Canada's National Advisory Committee on Immunization recommends that all pregnant women get the pertussis (whooping cough) vaccine in every pregnancy to help protect the baby after birth. The pertussis vaccine is given as the tetanus, diphtheria, pertussis (Tdap) vaccine.
Pertussis is a serious infection of the airways caused by the pertussis bacteria. It can cause complications such as pneumonia (an infection of the lungs), seizures, brain damage, and death. Pertussis is most dangerous in babies.
Babies don’t start getting the pertussis vaccine until they are two months old. The best way to protect your baby from pertussis and its complications during their first two months of life is to get the vaccine yourself. When you get the pertussis vaccine, your body makes protective antibodies. Antibodies are proteins made by the body to help fight off diseases. You can pass some of these antibodies on to your baby through your placenta before birth. These antibodies will help protect your baby from pertussis during their first couple months of life. This is when your baby is most at risk of getting pertussis and of having serious complications from it but is too young to get vaccinated.
The best time to get the pertussis vaccine is between 27 and 32 weeks of pregnancy. This allows time for you to pass the protective antibodies on to your baby. However, the vaccine may be given earlier and can be provided up until delivery. Talk to your health care provider about timing.
The pertussis vaccine is very safe for pregnant women and their babies.
The pertussis vaccine is not currently provided for free to pregnant women in B.C. It can be purchased from most pharmacies and travel clinics. Talk to your health care provider for more information.
In certain situations, other vaccines may be recommended during pregnancy.

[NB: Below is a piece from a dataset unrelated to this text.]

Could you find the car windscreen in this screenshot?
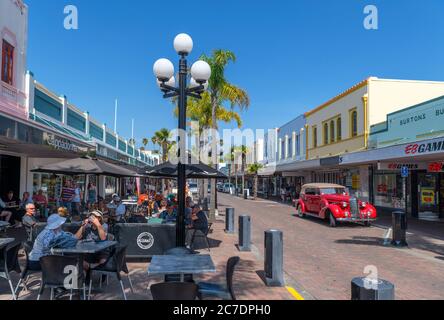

Inactivated vaccines are generally safe in pregnancy. However, live vaccines (for example, the measles, mumps, rubella (MMR) and the chickenpox (varicella) vaccines) should generally not be given during pregnancy because they have not been proven to be safe for pregnant women and their babies.
Your health care provider can tell you which vaccines are recommended for you and which vaccines are safe to get during pregnancy.
If you didn’t catch up on certain vaccines before or during your pregnancy, it’s important that you get them as soon as possible after your baby is born. This will help protect you and your baby, by lowering the chance of you getting a vaccine-preventable disease and passing it onto your baby. It will also ensure you’re protected in future pregnancies. It’s safe to receive vaccines right after birth, even if you are breastfeeding.